If you would like to try the module, the Pascal matrix certainly has an interesting inverse and its back-diagnonals sum to the Fibonacci numbers.
11-12-2014 11:00 AM
An interesting question. Thanks for asking. I will let others weigh in before I post my opinions.
Although you do not have a programming question, I also think that your function is very interesting. You have created a single elegant matrix expression that evaluates n##2 quantities. However, in this case the elegance is also causing a problem, since you have to use extra care to avoid invalid arguments.
Although I like your concise formulation, an alternative programming solution is to use a simple loop, which avoids the situation that you have broached:
m = j(n,n,0); /* pad with zeros */
do k = 1 to n;
m[k,1:k] = comb(k-1, 0:k-1); /* fill nonzero elements */
There is also a way to form the triangle by using a single vector computation without a loop:
m = shape(1:n##2, n, n);
idx = vech(m);
row = row(m)-1;
col = col(m)-1;
P = j(n,n,0);
P[idx] = comb( row[idx], col[idx] );
Both algorithms are very fast. Notice that you can't compute a Pascall triangle with more than 1029 rows because the binomial coefficients overflow.
11-12-2014 11:56 AM
I would say NO to the question. The COMB function is basically the N choose R. This would be a different function entirely as I'm not sure how a negative factorial should be calculated (in the classic N choose R definition).
And what is the interpretation of the function when R>N? Possibly a new function but the utility in general is ??
11-13-2014 03:25 AM
Yes, I do like Rick's suggestion of the zero coefficients for the higher powers, plus there is a completely natural way of getting there using the gamma function. This, I imagine, is the mechanism behind the Wolfram Alpha and Google implementations of the n choose r function. If I write my own version of the COMB function:
start icomb(n, r);
return( round( gamma(n + 1) / (gamma(r + 1) # gamma(n - r + 1 + 1E-12))));
all I need to do is add on a tiny amount to prevent any attempt at evaluating the gamma function exactly at zero, or at one of the negative integers, round the result and I have a function that can handle r>n.
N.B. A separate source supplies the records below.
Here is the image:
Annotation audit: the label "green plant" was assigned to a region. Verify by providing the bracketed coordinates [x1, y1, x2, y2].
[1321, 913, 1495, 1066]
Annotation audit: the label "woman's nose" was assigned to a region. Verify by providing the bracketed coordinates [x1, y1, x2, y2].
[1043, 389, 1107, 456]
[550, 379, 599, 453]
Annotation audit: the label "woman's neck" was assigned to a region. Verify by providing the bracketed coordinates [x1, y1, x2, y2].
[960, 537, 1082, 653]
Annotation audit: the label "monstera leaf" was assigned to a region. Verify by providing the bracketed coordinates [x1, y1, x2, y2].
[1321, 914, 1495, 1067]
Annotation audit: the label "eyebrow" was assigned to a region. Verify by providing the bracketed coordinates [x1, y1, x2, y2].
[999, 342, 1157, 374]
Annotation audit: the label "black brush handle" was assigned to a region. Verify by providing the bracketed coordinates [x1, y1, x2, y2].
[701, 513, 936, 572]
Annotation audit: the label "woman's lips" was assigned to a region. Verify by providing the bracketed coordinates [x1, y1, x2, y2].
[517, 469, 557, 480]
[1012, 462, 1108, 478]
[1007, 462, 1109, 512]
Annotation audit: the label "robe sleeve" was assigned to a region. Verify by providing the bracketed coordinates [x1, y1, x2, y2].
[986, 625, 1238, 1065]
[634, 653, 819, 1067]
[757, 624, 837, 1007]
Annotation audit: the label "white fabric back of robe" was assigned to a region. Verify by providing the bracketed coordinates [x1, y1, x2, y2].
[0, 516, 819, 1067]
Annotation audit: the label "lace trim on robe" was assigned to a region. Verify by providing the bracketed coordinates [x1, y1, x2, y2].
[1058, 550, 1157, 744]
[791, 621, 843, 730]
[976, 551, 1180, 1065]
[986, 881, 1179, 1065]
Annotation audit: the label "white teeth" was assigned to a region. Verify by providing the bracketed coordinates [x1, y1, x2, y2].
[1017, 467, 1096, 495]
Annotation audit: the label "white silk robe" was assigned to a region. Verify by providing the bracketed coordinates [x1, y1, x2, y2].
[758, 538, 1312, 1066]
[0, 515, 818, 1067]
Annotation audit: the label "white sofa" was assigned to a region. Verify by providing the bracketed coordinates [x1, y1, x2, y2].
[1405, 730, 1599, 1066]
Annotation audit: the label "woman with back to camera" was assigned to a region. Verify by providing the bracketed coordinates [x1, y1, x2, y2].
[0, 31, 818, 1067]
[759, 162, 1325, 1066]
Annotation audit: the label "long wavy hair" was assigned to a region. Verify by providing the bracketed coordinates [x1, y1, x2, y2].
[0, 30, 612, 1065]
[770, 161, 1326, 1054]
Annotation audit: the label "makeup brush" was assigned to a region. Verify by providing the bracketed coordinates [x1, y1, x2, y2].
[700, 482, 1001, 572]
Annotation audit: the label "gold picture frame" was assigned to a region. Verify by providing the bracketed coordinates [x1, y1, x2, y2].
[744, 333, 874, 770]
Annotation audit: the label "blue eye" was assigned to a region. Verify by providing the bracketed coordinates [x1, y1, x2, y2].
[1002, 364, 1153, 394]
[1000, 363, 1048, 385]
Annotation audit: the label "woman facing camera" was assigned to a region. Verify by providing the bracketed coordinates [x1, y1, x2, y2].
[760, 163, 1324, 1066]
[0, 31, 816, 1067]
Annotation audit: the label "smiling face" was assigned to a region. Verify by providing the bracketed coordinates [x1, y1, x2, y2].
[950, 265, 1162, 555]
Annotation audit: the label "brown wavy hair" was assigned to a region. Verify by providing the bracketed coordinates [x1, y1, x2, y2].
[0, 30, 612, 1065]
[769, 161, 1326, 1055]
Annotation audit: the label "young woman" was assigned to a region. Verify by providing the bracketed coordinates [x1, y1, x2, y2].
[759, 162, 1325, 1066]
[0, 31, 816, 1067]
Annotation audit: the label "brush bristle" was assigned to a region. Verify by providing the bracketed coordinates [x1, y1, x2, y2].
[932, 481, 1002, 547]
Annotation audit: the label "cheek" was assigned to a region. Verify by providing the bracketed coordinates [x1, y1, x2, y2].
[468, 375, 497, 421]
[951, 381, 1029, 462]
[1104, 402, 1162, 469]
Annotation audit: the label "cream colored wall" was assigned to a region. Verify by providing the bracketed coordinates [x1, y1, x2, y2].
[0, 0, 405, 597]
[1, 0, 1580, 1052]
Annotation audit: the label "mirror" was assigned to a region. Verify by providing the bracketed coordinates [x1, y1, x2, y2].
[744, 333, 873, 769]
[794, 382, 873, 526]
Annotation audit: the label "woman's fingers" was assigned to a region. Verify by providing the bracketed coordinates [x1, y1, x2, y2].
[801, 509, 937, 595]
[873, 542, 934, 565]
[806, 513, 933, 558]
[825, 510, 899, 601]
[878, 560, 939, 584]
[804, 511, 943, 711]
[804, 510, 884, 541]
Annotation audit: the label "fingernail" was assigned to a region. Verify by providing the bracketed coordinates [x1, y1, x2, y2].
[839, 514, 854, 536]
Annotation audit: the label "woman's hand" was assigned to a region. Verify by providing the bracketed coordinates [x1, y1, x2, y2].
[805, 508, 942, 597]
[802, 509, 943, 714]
Then I can have that elusive one line solution for the generation of the Pascal matrix.
Start Pascal( n );
return( icomb( row(j(n,n)) - 1, col(j(n,n)) - 1 ) );
print ( Pascal(12) ) [f=3.0];
As for utility of the modified function, I admit it is limited as I have been using the COMB function for some years and this is the first time I have tried using it with r>n, but my expectation was that it would perform like ICOMB above.
ICOMB may not be robust and only work with smaller n, and my original Pascal function contains 3n^2 unnecessary multiplications in its desperate attempt to retain 'elegance' while circumventing the invalid argument issues, so thanks to Rick for the alternative suggestions. Actually I prefer the shorter function with the loop rather than the fully vectorized version!